Notes Source of funding: not reported
Statement regarding declarations of interest: not reported
Risk of bias
Bias Authors' judgement Support for judgement
Random sequence generation (selection bias) Unclear risk Quote: "...we undertook a randomized placebo‐controlled study in which stroke patients with CRPSt I were randomly allocated..."
Comment: the trial authors did not report the method of sequence generation.
Allocation concealment (selection bias) Unclear risk Comment: the trial authors did not report the method of concealment allocation.
Blinding of participants and personnel (performance bias) 
 All outcomes Unclear risk Comment: given the nature of the intervention, participants were not blinded to treatment allocation but the extent to which the lack of blinding may have introduced bias is uncertain.
Blinding of outcome assessment (detection bias) 
 Self‐reported outcomes Unclear risk Comment: unblinded participants self‐reported some outcomes (e.g. pain intensity) but the extent to which the lack of blinding may have introduced bias is uncertain.
Blinding of outcome assessment (detection bias) 
 Investigator‐administered outcomes Low risk Quote: "All the patients were examined 3 times by an investigator who was blinded to the nature of treatment performed".
Comment: the outcome assessor was blinded to treatment allocation.
Incomplete outcome data (attrition bias) 
 Drop‐out rate described and acceptable Unclear risk Quote: "Two patients (8%) in the mirror group and 7 patients (29%) in the control group dropped out of the study".
Quote: "One of the 2 patients in the mirror group dropped out because he moved to another city, while the other decided to perform corticosteroid injection therapy in another center. Three of the 7 patients in the control group refused to complete the study, while 4 decided to perform corticosteroid injection therapy in another center".
Comment: the extent to which an overall drop‐out rate of 19% and an unequal drop‐out rate between groups may have introduced biased estimates of treatment effect is uncertain.
Incomplete outcome data (attrition bias) 
 Participants analysed in the group to which they were allocated Low risk Quote: "Both the primary and secondary outcome analyses were performed according to the intention‐to‐treat (ITT) principle. In this study, subjects that provided baseline and at least 1 post‐treatment measurement constituted the ITT population, whereas those who completed all tests from baseline to the 6‐month follow‐up constituted the per protocol population.
Comment: the trial authors reported analyses according to the ITT principle.

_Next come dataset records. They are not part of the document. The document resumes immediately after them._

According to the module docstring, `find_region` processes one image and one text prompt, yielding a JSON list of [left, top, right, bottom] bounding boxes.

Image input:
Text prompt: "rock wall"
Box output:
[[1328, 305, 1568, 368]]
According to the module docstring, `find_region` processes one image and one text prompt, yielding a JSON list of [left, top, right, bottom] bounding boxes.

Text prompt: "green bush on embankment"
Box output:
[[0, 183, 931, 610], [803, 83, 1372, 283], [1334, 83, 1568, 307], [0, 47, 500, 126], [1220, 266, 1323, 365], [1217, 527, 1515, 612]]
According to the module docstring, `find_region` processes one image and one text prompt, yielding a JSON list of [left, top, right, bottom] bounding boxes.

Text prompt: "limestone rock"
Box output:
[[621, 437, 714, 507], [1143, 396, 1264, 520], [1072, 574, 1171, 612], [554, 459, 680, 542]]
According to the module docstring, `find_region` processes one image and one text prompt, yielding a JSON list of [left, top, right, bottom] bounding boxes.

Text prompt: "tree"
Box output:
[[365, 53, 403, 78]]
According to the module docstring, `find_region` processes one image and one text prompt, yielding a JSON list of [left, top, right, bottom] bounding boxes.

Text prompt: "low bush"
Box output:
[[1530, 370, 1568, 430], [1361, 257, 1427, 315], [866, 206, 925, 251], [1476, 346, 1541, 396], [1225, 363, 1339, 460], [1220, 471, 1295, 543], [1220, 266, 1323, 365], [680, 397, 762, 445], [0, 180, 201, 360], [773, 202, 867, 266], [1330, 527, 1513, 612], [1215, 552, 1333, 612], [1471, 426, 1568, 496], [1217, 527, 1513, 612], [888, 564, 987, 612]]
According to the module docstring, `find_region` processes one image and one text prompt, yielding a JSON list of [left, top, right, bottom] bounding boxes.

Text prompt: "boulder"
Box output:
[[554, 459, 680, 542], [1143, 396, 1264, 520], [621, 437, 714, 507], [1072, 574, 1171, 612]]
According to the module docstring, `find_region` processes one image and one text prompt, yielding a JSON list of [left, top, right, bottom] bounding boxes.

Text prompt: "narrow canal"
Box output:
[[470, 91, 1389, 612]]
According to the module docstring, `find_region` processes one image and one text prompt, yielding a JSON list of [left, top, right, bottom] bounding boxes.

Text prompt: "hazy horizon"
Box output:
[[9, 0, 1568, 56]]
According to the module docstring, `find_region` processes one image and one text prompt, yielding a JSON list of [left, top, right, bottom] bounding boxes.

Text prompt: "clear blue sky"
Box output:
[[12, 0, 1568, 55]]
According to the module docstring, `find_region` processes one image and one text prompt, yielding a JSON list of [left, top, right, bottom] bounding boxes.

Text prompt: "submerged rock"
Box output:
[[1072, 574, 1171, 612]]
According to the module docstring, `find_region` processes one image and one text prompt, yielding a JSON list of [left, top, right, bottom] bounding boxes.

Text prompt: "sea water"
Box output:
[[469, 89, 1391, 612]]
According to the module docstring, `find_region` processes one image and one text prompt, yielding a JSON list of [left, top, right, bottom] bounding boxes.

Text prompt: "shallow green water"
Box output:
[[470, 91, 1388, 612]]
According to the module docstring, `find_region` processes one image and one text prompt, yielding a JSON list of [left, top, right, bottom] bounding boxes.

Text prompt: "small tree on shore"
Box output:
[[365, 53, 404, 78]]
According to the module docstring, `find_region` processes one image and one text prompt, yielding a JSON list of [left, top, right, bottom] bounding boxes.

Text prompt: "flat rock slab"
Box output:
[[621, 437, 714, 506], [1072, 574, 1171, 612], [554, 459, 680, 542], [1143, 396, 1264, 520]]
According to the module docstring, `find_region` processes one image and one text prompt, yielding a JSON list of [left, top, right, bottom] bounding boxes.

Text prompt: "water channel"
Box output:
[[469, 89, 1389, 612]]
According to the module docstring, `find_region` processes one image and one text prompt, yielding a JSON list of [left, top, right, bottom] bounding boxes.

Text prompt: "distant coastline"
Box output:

Selective reporting (reporting bias) Low risk Comment: the trial authors fully reported outcome data for all outcomes reported in the methods section of the publication.
Sample size High risk Quote: "48 patients with CRPSt1 of the affected upper limb were enrolled".
Comment: the small sample size may have introduced bias in estimates of treatment effect.
Duration of follow‐up Low risk Quote: "The decision to set the follow‐up at 6 months is based on the hypothesis that pain improves spontaneously over a long period of time".
Comment: the trial authors measured outcomes over a clinically relevant length of time.
Other bias High risk Quote: "For the ITT population, outcome measurements were analyzed using the last observation carried forward method".
Comment: the use of 'last observation carried forward' when accounting for missing data may have introduced bias in estimates of treatment effect.